Finds half of orthopaedic ED transfers inappropriate
More than half of the patients transferred from surrounding hospitals to a Level I trauma center could have been treated locally, and nearly 60 percent of the patients transferred were uninsured, said Nikhil A. Thakur, MD, who presented the results of a study on the issue at the 2010 AAOS Annual Meeting.
These results may indicate a trend—magnified on weekends and at night—among emergency department (ED) physicians and hospitals to transfer uninsured patients with nonemergency orthopaedic injuries to a Level 1 trauma center. Inappropriate orthopaedic patient transfers can result in the delayed delivery of appropriate patient care, further overcrowding in the ED, and increased healthcare expenditures.
The purpose of the study was to analyze the legitimacy of patient transfers to a Level I trauma center from surrounding Level II–Level IV hospitals.
Data were collected prospectively over a 5-month period on 216 orthopaedic patients (65 percent male; 40 percent pediatric [17 years old or younger]) who were transferred to a Level I trauma center from 23 surrounding Level II–Level IV hospitals. The reason for transfer was documented for each patient, along with patient demographics, insurance status, day and time of transfer, transferring and accepting physicians, previous imaging studies, and patient disposition.
Three senior-level, fellowship-trained orthopaedic surgeons designated the transfers as appropriate or inappropriate based only on the diagnosis in the transfer information (Table 1). Inappropriate transfers were defined as patients who could have been managed by board-certified, residency-trained general orthopaedists in community hospitals.
The study showed that more than half (52 percent) of the patients were inappropriately transferred, including 53 percent of the pediatric patients. Additionally, 59 percent of the 128 transfers that occurred over the weekend were deemed inappropriate.
Moreover, 97 percent of all transfers were made by the ED physician, and a similar number were accepted by the ED physician, without contacting the orthopaedic surgeon on call. According to the authors, “This demonstrates a breakdown in the communication system, where the orthopaedic surgeon is not being involved directly in the care of an orthopaedic patient prior to transfer. This also suggests that better communication with the orthopaedist on call could have prevented some of the inappropriate transfers and thus further distress to the patient.”
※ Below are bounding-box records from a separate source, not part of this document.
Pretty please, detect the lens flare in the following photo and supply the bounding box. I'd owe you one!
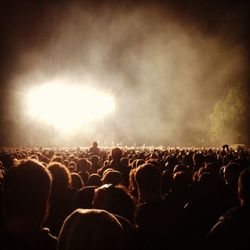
[25,83,115,131]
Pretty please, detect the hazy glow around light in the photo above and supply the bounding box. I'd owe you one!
[26,83,115,130]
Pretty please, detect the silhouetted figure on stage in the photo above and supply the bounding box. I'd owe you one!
[89,141,101,156]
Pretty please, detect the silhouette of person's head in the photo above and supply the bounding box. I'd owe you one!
[57,209,124,250]
[3,159,52,228]
[111,148,122,161]
[238,168,250,206]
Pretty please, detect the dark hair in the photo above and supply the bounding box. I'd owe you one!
[3,159,52,225]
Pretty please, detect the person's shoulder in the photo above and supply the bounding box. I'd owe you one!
[40,227,57,250]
Other patient variables, including insurance, were analyzed independently to determine their effect on the legitimacy of patient transfers. More than half of all patients transferred were uninsured, and an inappropriate transfer was twice as likely to be uninsured than insured. Afterhours and weekend data showed that 75 percent of all patients transferred between 6 p.m. and 6 a.m. were uninsured, and 67 percent of inappropriate transfers arriving over the weekend were uninsured.
Patient gender, arrival time at the ED, and day of transfer were not associated with the legitimacy of transfer.
Overall, 54 percent of all transfers were admitted. Of patients discharged from the ED after evaluation, 77 (69 percent) were inappropriate transfers.
Most injuries don’t warrant transfer
The study data suggest a trend among ED physicians and com-munity hospitals to transfer uninsured patients with nonemergency orthopaedic injuries to a Level I trauma center. These physicians and hospitals also appear reluctant to treat patients after hours or to contact the orthopaedic surgeon on call and request that he or she confer with the orthopaedist at the Level I trauma center prior to the transfer.
“A substantial number of orthopaedic injuries in our study were isolated and not of sufficient severity to warrant a transfer,” said Dr. Thakur. “While we were unable to acquire information on orthopaedic patients being treated at each transferring hospital, this analysis suggests an overutilization of our regional trauma center. It may also represent an unwillingness of outside hospitals and physicians to manage even the most basic aspects of orthopaedic trauma.
“We suggest that stricter enforcement of EMTALA (Emergency Medical Treatment and Active Labor Act) is warranted to ensure appropriate delivery of health care to patients,” he concluded. “These steps will further assist in decreasing the burden on EDs and help reduce the financial expenditure and health cost.”
Dr. Thakur’s co-authors of “Inappropriate transfer of patients with orthopaedic injuries to a Level I trauma center” include Matthew J. Plante, MD; Steven E. Reinert, MD; and Michael G. Ehrlich, MD. None of the authors reported any conflicts related to this manuscript.